When focusing on each culture medium, as shown in Fig. 4, many sites were found that maintained methylation in medium with NEAAs compared with other culture media. This suggested that when compared with EAAs, NEAAs protected genes from demethylation caused by reprogramming.
In terms of protecting methylation disturbance, Fig. 5 shows that there was little change in methylation in the promoter and 5′UTR regions. This could suggest the presence of a mechanism to protect changes in methylation in regions that were important for translation from external factors (in the present study, to prevent stimulation, i.e., changes in amino acids).
Focusing on individual genes, we observed methylation changes in genes that have been reported to be defective in human imprinting disorders, such as the imprinted genes: Nnat, Nespas, Snrpn, Snurf, H19, and Mest.

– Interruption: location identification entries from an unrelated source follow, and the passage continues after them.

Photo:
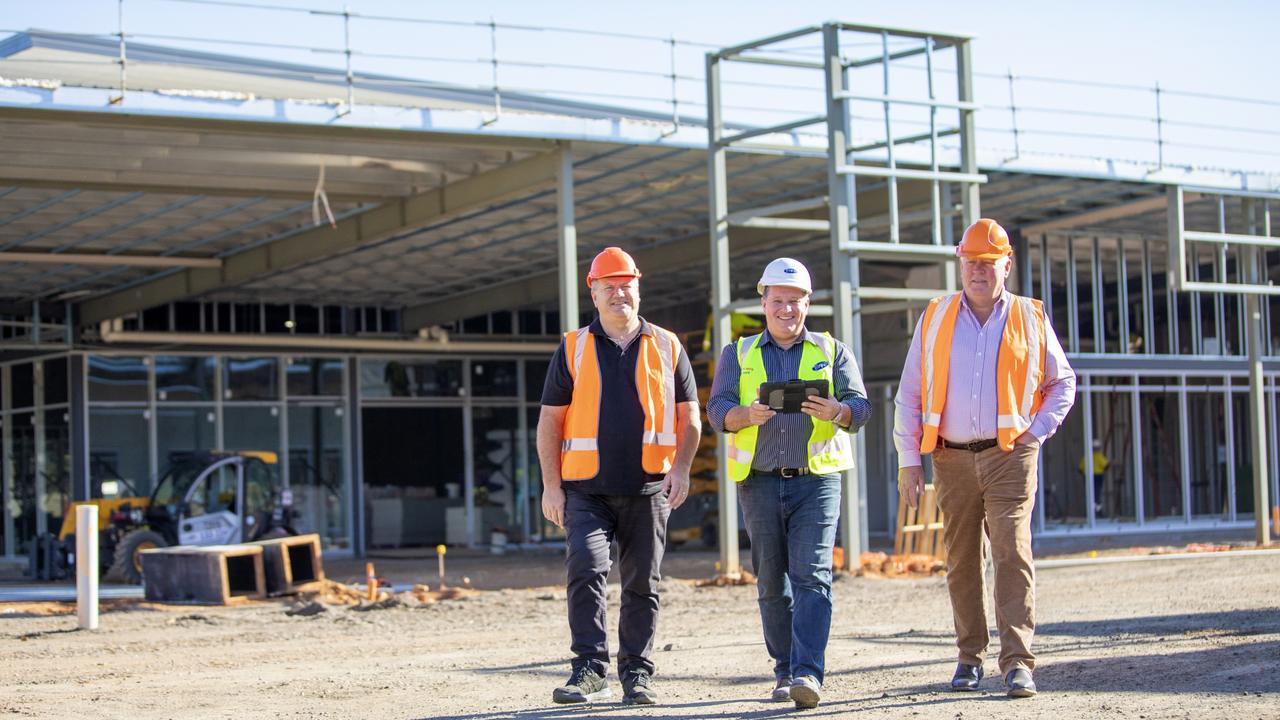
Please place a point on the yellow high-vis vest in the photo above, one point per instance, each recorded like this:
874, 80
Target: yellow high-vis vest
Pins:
656, 384
1019, 367
830, 449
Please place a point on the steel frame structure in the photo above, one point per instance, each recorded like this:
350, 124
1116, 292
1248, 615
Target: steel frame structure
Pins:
1251, 263
845, 165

As noted by Adam et al., changes in methylation of CpG in pre-implantation embryos are strongly affected by the culture medium constituents , and this also affects RNA expression such as in metabolism-related genes . In the current experiment, we also found methylation changes in Acaca and Slc3a1 genes associated with metabolism.
In particular, methylation in the promoter region of Slc3a1 increased to hypermethylation only with NEAAs. We observed methylation disturbances in many of the same genes that have been previously reported to be prone to methylation disturbance owing to the external environment. In the present study, it was suggested that the addition of NEAAs induced a mechanism by which methylation was particularly preserved from external stimuli.